Wednesday, November 16, 2011

Whiskey Wednesday: It's Pappy Week!

Posted By on Wed, Nov 16, 2011 at 8:30 AM

You probably never noticed, but last week was one of the worst of the year for some liquor distributors. Once a year, the J.P. Van Winkle and Son company releases the precious allotment of their heavenly elixirs to retailers and restaurants, and liquor sales reps' phones begin to go crazy with people clamoring to get their hands on a bottle. As the popularity of Pappy's products continues to grow, the supplies are allocated among more locations, leading to everybody's supply getting cut back even further.

I hesitate to even write about Pappy since most liquor stores never even put the bottles on their shelves before they're all gone to customers who preordered and/or begged a bottle. If you see a bottle in the wild (call me!), odds are that it will be on the top shelf of a high-end bar like City House, Whiskey Kitchen or The Patterson House. That's the best chance you'll probably have to try some any time soon.

So what makes this stuff so special? Van Winkle offers several different bourbons that are aged a minimum of 10 years in charred mountain oak barrels. According to their website, "These lightly charred barrels give the whiskey a smoother flavor than most other whiskies on the market today. Each warm and cold season that the whiskey passes through the charcoal layer of the oak barrel staves, the spirit picks up color and a new richness-layer of flavor."

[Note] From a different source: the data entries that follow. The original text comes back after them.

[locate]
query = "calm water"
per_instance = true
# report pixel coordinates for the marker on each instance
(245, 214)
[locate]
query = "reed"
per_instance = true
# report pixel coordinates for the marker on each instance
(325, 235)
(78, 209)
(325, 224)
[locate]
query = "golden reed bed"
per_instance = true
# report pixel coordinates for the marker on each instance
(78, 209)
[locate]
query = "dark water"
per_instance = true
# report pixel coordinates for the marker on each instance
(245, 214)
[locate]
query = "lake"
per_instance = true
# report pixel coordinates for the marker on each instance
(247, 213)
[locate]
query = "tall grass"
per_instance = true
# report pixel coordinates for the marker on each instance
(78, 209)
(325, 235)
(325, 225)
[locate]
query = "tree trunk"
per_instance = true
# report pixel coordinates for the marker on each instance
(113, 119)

The process also ensures that Pappy Van Winkle products are really expensive. As their motto says, "We make fine Bourbon. At a profit if we can, at a loss if we must, but always Fine Bourbon." The finest is their 23-year-old Pappy Van Winkle's Family Reserve. A cult favorite among bourbon lovers and the chef community, Pappy 23 was named "Spirit of the Year" in 2010. Some people will tell you that whiskey doesn't get any better after about 14 years in the barrel, but Van Winkle products are the exceptions to the rule.

Because they are made with wheat instead of rye as a secondary component to corn, Pappy can take advantage of the extra time in oak to develop even more complex characters and a sweetness that rye whiskeys cannot achieve. The result is a deep amber whiskey that has hints of honey and a lo-o-o-o-ng spicy finish. I was lucky enough to be given a bottle last year by a good friend, and I almost lost another good friend over it when he attempted to mix it with Sprite Zero. Fortunately, we tackled him before he could befoul Pappy.

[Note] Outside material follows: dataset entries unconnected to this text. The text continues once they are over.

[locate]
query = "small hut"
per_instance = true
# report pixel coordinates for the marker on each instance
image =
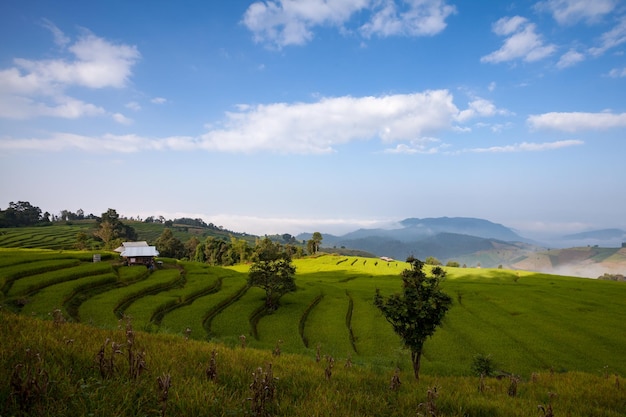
(138, 253)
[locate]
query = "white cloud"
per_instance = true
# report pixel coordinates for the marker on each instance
(570, 58)
(522, 42)
(617, 72)
(420, 18)
(577, 121)
(567, 12)
(611, 39)
(281, 23)
(133, 105)
(421, 146)
(301, 128)
(34, 88)
(18, 107)
(59, 37)
(529, 147)
(321, 126)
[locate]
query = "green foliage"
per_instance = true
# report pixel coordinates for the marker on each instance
(483, 365)
(416, 314)
(111, 231)
(52, 369)
(524, 324)
(169, 246)
(22, 214)
(272, 271)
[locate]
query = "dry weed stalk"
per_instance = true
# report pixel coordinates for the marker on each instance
(106, 365)
(348, 363)
(277, 351)
(429, 406)
(512, 391)
(136, 360)
(57, 317)
(547, 408)
(211, 371)
(330, 361)
(395, 380)
(165, 382)
(481, 383)
(263, 389)
(29, 381)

But assuming you don't have an inside track to a distributor or a generous friend who lives in California, how can you get a little slice of the Pappy experience? Well, you can certainly visit the aforementioned bars where you might find 10-, 12-, 15- or maybe even 20-year-old Van Winkle, but I suggest that you look for it soon, because they'll sell out too. Another option is to try another wheated whiskey like W.L. Weller for a lot less money.

The original Pappy was a salesman for W.L. Weller and Sons for years, so it shouldn't be surprising that the products are very similar in character. A 12-year-old bottle of Weller will probably set you back $25-$30, about half what you could expect to pay for a similarly aged Van Winkle product and about 10 percent of the cost of Pappy 23. While the Weller isn't quite as complex, it still demonstrates many of the same sweet and buttery components as more expensive wheated whiskeys and looks almost as pretty in the glass. And since both products are made at the Buffalo Trace Distillery, it's a pretty good bet that the ingredients are pretty similar.

Some people drive Fords. Personally, I was a Mercury man. My boss always drove Lincolns. Even though they came off the same assembly line, each brand had its own unique character, so pick which one best suits you. If I had my druthers, though, I'd be tooling around in my Mark VI with a glass of Pappy.